I have no idea if a function exists that looks like this and has the desirable mathematical properties.

I think the key here is to offer the user numerous options for loss function.

1 Like

One way to deal with that is to change your target. For example, I've been creating a ML method for buying OTM puts, so I really didn't want any stocks in my portfolio with a projected 100-day gain higher than -15%. I didn't give a fig about what the predicted returns were for 80% of the stocks. Any stock that makes a gain or even a small loss results in a 100% loss at expiration. So I set my target as Eval (Future%Chg_D (71) > -15, -15, Future%Chg_D (71)).
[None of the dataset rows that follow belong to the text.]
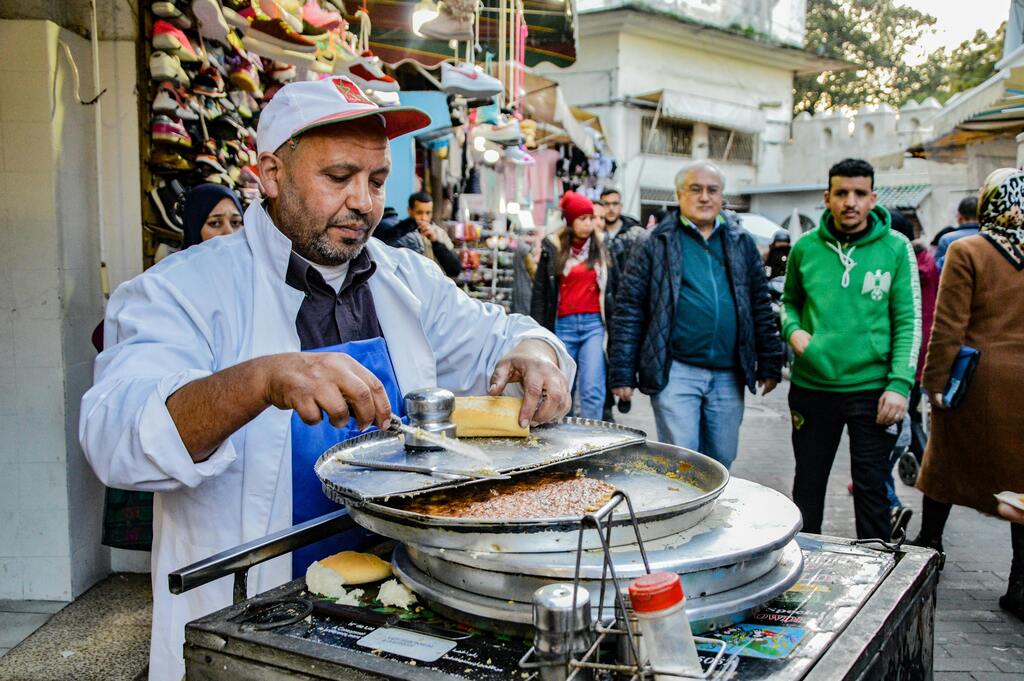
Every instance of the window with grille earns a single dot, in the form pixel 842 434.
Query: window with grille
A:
pixel 725 144
pixel 670 137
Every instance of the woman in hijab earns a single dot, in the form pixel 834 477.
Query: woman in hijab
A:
pixel 571 297
pixel 210 210
pixel 974 449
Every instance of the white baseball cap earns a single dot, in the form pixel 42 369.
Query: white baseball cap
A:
pixel 301 105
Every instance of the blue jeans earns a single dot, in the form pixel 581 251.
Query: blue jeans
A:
pixel 700 410
pixel 584 338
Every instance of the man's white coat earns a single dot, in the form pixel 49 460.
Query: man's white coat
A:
pixel 216 305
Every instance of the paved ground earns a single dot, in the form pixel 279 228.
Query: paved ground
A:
pixel 974 639
pixel 103 635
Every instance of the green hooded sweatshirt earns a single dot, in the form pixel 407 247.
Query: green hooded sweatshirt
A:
pixel 861 304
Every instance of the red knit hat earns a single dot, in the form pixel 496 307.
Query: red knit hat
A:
pixel 573 205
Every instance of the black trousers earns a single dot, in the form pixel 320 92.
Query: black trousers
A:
pixel 818 419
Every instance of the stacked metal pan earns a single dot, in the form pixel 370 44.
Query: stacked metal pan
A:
pixel 731 542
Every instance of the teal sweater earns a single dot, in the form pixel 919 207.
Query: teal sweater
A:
pixel 861 304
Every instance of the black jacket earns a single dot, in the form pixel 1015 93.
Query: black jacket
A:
pixel 544 298
pixel 641 329
pixel 406 233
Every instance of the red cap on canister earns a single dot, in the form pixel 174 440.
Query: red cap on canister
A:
pixel 655 592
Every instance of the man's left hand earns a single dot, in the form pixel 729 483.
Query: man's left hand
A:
pixel 892 407
pixel 546 392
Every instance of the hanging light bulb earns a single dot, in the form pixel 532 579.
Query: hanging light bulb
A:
pixel 424 11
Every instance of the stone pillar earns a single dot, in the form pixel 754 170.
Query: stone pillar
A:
pixel 50 300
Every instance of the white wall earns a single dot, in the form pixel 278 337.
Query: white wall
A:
pixel 632 54
pixel 120 189
pixel 50 503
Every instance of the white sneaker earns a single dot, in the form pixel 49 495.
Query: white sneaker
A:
pixel 366 71
pixel 445 27
pixel 468 81
pixel 383 98
pixel 519 156
pixel 505 133
pixel 164 67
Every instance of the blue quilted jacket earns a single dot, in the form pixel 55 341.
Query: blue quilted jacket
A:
pixel 639 350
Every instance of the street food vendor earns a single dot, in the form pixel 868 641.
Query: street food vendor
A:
pixel 223 358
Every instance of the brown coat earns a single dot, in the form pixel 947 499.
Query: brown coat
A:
pixel 975 450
But I wouldn't apply this logic for going long. Perhaps a better target might be Eval (FutureRel%Chg_D(71) < 10 and FutureRel%Chg_D (71) > -10, 0, FutureRel%Chg_D (71)). That basically tells the program to ignore accuracy and search out the extremes.

1 Like

Yes I think a custom function could be required but I doubt that is currently supported at p123. Thanks for your feedback I will revisit it once I am further along. This type of (real life investor) function usually goes under the name of cost minimizing function. For example it penalizes a false positive a lot more than a false negative, etc.

If I were to go swim on the deep “do it yourself” waters right now I think light gbm as an algo does not just support regression but also ranking functions so that is another idea i would test. How well can it predict the order of the returns rather than the magnitude. This would actually be more akin to P123 ranking and worth exploring in my opinion.

1 Like

Thanks- I like it. Will definitely try customizing targets like this once I get there as it is closer to what I am trying to do as well. I want basically a list of say 50-100 stocks with high potential and pick from there like I do with my current system. I don’t require them all to do well since if it is risky in an obvious way I probably would not have bought it anyways. I want to make sure I don't penalize the high outliers mostly- and catch more of them. A lot of what I have spent years of time on is in not excluding them.

Yes, would be a great addition. Maybe not a great number but a number of great ones

Yes, exactly. ML is itself an optimization problem, e.g., to minimize the MSE.

1 Like

Yuval, in your alternative formula shouldn’t it be “and” instead of “or”?

Yes, of course. Silly me. I changed it above.